To assess whether these two candidates could indeed be impact structures, the authors cross‑reference the locations with existing geological maps and available geophysical datasets (gravity and magnetic anomalies). Both sites display modest positive gravity anomalies, suggesting a localized increase in subsurface density that is consistent with the presence of brecciated or melt‑filled crater fill. However, the authors acknowledge that satellite imagery alone cannot confirm an impact origin; ground‑truthing, petrographic analysis, and shock‑metamorphic diagnostics are required.

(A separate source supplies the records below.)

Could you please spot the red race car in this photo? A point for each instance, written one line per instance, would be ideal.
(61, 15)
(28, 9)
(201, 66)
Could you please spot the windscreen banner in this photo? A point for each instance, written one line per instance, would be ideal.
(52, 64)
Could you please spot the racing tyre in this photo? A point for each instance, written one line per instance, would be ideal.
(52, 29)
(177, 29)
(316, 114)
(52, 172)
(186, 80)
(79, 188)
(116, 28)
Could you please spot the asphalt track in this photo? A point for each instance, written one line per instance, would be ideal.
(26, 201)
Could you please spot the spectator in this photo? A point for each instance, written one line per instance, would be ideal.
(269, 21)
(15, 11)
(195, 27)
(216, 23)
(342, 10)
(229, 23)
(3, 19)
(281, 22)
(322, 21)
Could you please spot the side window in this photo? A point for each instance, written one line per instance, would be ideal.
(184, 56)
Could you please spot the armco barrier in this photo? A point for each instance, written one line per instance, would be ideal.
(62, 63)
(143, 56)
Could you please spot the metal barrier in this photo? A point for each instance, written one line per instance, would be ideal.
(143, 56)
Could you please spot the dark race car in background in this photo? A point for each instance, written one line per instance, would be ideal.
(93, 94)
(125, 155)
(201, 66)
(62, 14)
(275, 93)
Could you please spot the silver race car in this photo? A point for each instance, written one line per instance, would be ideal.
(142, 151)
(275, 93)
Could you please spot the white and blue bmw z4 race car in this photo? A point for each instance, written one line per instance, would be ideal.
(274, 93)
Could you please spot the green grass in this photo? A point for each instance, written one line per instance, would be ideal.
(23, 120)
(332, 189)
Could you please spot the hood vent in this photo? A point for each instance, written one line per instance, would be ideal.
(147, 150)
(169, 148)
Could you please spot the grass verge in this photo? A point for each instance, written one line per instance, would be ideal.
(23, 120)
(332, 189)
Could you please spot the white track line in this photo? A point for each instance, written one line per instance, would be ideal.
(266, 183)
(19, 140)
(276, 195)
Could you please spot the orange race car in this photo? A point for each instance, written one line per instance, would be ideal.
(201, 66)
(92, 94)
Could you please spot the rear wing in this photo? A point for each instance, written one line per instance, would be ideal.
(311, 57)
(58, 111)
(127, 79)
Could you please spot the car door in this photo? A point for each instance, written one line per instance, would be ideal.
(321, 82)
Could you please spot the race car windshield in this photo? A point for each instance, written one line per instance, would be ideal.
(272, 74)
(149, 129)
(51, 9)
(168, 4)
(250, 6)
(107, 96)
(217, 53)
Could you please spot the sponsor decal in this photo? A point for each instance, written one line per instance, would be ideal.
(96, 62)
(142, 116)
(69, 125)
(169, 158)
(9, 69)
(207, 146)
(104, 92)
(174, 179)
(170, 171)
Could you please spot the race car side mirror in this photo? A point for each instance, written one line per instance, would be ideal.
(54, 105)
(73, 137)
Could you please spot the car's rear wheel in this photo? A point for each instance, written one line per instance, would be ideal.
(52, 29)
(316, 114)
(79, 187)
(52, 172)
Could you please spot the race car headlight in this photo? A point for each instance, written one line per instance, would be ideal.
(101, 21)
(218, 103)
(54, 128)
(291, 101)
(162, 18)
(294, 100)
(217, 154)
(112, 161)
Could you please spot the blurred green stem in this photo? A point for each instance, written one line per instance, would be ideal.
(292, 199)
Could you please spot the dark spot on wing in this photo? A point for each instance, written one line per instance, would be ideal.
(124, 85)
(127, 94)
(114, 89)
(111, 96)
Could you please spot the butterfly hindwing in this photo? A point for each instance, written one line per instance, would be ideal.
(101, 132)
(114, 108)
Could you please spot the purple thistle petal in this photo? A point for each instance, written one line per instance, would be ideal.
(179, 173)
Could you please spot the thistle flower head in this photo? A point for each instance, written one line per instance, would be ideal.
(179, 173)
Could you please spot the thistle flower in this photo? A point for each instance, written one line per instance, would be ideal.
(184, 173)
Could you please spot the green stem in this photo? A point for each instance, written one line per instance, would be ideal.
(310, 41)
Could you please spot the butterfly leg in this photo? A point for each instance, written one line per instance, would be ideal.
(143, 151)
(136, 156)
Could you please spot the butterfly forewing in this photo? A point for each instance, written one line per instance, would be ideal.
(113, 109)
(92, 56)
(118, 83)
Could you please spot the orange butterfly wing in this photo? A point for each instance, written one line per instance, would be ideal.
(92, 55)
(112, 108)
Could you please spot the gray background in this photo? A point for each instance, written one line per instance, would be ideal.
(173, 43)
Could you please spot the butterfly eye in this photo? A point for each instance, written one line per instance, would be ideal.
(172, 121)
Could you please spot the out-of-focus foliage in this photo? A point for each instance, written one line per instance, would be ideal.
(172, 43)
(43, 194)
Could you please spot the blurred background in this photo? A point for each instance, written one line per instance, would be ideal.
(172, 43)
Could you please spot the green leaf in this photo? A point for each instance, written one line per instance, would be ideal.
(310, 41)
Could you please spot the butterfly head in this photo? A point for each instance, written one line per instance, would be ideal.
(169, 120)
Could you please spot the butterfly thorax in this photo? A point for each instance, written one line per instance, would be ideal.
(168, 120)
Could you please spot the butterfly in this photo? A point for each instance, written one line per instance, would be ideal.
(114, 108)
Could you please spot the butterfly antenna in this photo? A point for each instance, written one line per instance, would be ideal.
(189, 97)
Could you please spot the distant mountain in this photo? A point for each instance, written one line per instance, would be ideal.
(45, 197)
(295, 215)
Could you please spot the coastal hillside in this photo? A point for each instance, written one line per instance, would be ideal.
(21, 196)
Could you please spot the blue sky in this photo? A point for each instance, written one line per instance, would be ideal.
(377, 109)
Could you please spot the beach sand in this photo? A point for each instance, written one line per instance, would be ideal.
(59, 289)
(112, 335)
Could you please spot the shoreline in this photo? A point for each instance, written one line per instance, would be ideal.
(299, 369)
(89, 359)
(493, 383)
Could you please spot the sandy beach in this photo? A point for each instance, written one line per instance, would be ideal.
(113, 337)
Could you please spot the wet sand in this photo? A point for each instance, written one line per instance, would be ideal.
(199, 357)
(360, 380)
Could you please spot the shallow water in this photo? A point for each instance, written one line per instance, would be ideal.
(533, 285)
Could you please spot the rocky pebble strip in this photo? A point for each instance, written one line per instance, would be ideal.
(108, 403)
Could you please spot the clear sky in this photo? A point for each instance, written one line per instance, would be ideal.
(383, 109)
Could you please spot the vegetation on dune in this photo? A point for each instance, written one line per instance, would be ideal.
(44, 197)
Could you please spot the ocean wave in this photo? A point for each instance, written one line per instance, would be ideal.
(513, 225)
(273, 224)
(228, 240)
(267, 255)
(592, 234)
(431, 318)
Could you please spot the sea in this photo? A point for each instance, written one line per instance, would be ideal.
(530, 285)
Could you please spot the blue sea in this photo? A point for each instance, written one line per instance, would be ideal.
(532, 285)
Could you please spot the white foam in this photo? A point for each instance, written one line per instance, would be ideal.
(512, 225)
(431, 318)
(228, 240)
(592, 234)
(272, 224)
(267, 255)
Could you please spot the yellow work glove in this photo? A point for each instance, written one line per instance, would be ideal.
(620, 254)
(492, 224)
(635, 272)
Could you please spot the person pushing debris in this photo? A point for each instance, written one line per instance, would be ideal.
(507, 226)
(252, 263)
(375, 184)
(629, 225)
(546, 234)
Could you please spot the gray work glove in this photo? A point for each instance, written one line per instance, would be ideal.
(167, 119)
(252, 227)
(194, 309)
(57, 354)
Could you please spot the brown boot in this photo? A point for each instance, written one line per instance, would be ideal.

The study’s contributions are threefold. First, it demonstrates that low‑cost, publicly accessible satellite data, when combined with advanced fractional‑calculus filtering, can reveal subtle geological features in remote, poorly studied regions. Second, it highlights the Nakasib Suture north‑side as a geologically complex backdrop where impact craters could be concealed among volcanic and tectonic structures, thereby expanding the search area for new impact sites in Africa. Third, it provides a practical validation of fractional‑order image processing as a tool for enhancing circular and annular landforms, which could be adopted in other planetary or terrestrial remote‑sensing investigations.
The paper also discusses limitations. The spatial resolution of the Google Maps imagery (≈0.5 m per pixel) may be insufficient to resolve small‑scale crater morphology or subtle ejecta patterns. Atmospheric effects such as shadows, haze, or seasonal vegetation can obscure or distort features. Moreover, post‑impact erosion, sedimentation, and tectonic deformation can modify the original crater shape, making morphological discrimination ambiguous.
Future work suggested by the authors includes acquiring higher‑resolution datasets such as LiDAR or synthetic‑aperture radar (SAR) to generate three‑dimensional digital elevation models (DEMs) of the candidate sites. Coupling these DEMs with detailed gravity and magnetic surveys would allow quantitative estimation of crater depth, volume, and subsurface structure. Field campaigns are essential to collect rock samples for petrographic examination, shock‑metamorphic mineral identification (e.g., shocked quartz, maskelynite, high‑pressure polymorphs), and radiometric dating (e.g., Ar‑Ar, U‑Pb) to constrain the age of the features. Additionally, integrating regional erosion rates and sedimentary history could help reconstruct the post‑formation evolution of the identified structures.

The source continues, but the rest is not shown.